Wednesday, March 14, 2012

Word Count MapReduce with Akka

In my ongoing workings with Akka, i recently wrote an Word count map reduce example. This example implements the Map Reduce model, which is very good fit for a scale out design approach.


  1. The client system (FileReadActor) reads a text file and sends each line of text as a message to the ClientActor. 
  2. The ClientActor has the reference to the RemoteActor ( WCMapReduceActor ) and the message is passed on to the remote actor
  3. The server (WCMapReduceActor) gets the message. The Actor uses the PriorityMailBox to decide the priority of the message and filters the queue accordingly. In this case, the PriorityMailBox is used to segregate the message between the mapreduce requests and getting the list of results (DISPLAY_LIST)message from the aggregate actor. 
  4. The  WCMapReduceActor sends across the messages to the MapActor (uses RoundRobinRouter dispatcher) for mapping the words
  5.  After mapping the words, the message is send across to the ReduceActor(uses RoundRobinRouter dispatcher) for reducing the words  
  6. The reduced result(s) are send to the Aggregate Actor that does an in-memory aggregation of the result 

The following picture details how the program has been structured

The code base for the program is available at the following location -

For more information on MapReduce, read the post MapReduce for dummies


  1. This MapReduce is completely flawed.

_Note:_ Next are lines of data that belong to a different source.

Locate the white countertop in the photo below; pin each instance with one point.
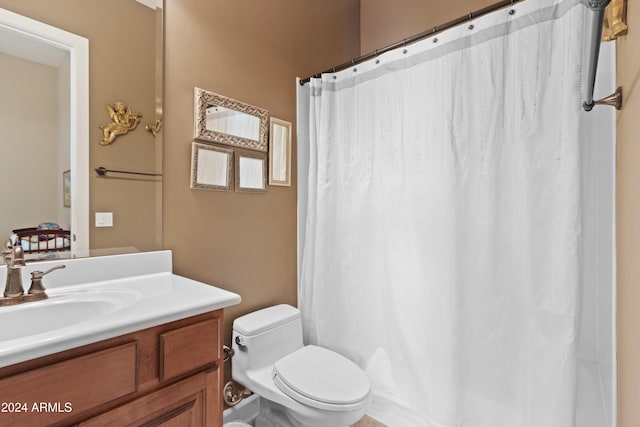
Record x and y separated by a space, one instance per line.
84 313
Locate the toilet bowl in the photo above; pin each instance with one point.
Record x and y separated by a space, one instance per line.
302 385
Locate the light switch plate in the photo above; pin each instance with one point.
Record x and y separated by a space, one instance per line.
104 219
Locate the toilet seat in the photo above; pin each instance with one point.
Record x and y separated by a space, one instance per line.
322 379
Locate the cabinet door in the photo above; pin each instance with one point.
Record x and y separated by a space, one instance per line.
191 402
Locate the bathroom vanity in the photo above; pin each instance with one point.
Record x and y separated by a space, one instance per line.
138 346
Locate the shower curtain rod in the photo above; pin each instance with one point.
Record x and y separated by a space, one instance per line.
597 6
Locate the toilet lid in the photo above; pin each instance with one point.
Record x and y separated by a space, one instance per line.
321 375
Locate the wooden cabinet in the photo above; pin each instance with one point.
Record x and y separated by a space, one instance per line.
168 375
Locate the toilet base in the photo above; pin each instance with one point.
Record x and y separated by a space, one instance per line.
274 415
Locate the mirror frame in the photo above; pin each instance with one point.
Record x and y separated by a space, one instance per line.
78 48
205 98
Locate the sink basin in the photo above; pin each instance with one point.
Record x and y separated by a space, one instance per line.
61 310
98 298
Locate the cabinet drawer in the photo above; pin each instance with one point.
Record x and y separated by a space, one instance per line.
189 348
71 387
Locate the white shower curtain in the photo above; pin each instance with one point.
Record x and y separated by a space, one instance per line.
441 249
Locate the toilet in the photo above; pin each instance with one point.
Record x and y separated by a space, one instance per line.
299 385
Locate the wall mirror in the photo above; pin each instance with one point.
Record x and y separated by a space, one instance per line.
211 167
251 173
74 82
228 121
280 152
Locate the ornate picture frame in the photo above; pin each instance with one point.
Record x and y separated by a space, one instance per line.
251 173
211 167
279 152
252 134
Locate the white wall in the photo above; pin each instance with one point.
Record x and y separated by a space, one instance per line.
596 378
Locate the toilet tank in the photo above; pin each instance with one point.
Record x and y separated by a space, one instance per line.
262 337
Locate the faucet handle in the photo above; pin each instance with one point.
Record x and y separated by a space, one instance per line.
36 279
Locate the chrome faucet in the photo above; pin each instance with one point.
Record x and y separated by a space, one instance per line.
13 290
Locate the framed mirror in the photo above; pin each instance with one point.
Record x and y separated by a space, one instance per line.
228 121
251 173
211 167
280 152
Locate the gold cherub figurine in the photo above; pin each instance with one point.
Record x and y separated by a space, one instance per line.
123 121
613 23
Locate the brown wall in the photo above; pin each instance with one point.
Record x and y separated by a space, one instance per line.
628 218
121 37
384 22
243 242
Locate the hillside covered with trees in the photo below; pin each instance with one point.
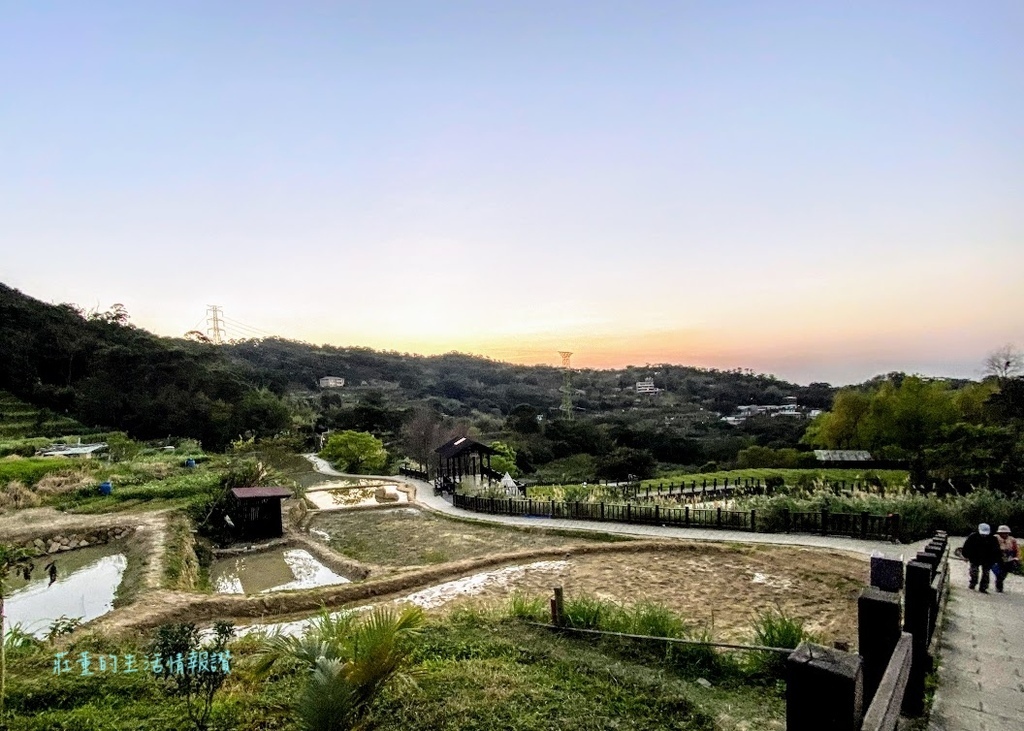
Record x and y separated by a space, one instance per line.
103 372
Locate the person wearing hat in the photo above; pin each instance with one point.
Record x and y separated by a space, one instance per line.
1009 555
982 550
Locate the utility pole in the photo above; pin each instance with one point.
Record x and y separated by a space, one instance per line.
214 321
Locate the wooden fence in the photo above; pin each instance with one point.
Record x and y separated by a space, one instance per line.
862 525
826 688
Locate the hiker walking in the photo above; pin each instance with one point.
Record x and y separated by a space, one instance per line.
1009 556
982 550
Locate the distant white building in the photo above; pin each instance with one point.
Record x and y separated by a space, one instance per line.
81 452
771 410
646 386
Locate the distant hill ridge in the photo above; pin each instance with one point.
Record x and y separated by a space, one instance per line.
103 372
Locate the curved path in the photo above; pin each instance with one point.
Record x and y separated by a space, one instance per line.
981 652
424 496
981 658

There is no guarantee that after receiving the message DISPLAY_LIST, all the MapActor instances are done processing e.g. if you have a lengthy running MapActor your DISPLAY_LIST will go through and some values will be left unprocessed.

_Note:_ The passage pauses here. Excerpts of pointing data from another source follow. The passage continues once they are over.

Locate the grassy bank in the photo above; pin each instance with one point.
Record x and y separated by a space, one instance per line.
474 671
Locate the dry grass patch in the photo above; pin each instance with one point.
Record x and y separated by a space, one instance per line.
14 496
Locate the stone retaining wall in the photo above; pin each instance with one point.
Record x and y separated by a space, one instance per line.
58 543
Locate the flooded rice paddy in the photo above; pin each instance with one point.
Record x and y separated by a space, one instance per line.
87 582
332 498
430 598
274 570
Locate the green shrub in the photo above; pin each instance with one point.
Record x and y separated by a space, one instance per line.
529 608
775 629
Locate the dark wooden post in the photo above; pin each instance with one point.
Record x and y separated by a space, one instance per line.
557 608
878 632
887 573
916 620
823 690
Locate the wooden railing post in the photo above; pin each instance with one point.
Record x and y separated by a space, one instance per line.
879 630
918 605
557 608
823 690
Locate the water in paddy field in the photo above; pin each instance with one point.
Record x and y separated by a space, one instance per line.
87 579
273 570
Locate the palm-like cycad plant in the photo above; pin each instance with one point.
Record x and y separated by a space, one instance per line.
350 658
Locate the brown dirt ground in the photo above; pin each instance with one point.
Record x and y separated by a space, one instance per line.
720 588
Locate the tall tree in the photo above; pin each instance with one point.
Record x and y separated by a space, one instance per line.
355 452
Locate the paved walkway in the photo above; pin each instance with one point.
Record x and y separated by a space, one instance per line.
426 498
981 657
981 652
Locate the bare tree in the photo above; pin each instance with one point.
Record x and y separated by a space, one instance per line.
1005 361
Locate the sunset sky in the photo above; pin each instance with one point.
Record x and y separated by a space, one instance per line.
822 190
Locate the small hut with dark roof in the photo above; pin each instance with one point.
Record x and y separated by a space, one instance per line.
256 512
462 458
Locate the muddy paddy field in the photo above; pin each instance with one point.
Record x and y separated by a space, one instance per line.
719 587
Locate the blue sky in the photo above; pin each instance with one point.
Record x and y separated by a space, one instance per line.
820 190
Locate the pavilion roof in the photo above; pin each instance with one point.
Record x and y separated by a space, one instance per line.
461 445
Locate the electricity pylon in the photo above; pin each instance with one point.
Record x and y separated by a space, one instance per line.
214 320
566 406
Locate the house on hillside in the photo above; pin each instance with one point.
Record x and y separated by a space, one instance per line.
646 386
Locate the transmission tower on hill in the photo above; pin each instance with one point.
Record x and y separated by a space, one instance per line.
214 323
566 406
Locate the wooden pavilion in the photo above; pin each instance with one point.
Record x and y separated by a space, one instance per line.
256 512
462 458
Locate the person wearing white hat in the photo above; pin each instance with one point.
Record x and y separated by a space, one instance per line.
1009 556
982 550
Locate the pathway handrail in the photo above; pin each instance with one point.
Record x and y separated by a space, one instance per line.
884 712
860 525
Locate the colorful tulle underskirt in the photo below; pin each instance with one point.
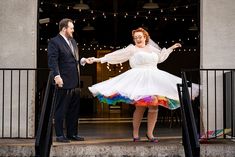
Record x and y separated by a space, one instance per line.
146 101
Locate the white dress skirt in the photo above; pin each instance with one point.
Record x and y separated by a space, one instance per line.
144 84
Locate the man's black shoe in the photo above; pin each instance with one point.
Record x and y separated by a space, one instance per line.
76 138
62 139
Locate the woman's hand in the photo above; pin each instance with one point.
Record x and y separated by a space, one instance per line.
93 59
176 45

    If you want to break this MapReduce implementation simply add this snippet to the MapActor at line 95:

    if ("Thieves! thieves!".equals(work)) {
    try { System.out.println("*** sleeping!"); Thread.sleep(10000); System.out.println("*** back!");
    catch (InterruptedException e) { e.printStackTrace();

    meaning if you make a MapActor wait long enough, the overall job is incomplete and the MapReduce solution falls apart.

    1. Idea is to provide a current snapshot of the values. There are other ways to get the results of the overall jobs - one is you can wait if you know how much time it takes to process the message, other is to make use of number of lines send count (no of messages) and use that to verify how many messages processed to verify the completeness of the job.

      The intention of this code piece is show map reduce working using actors.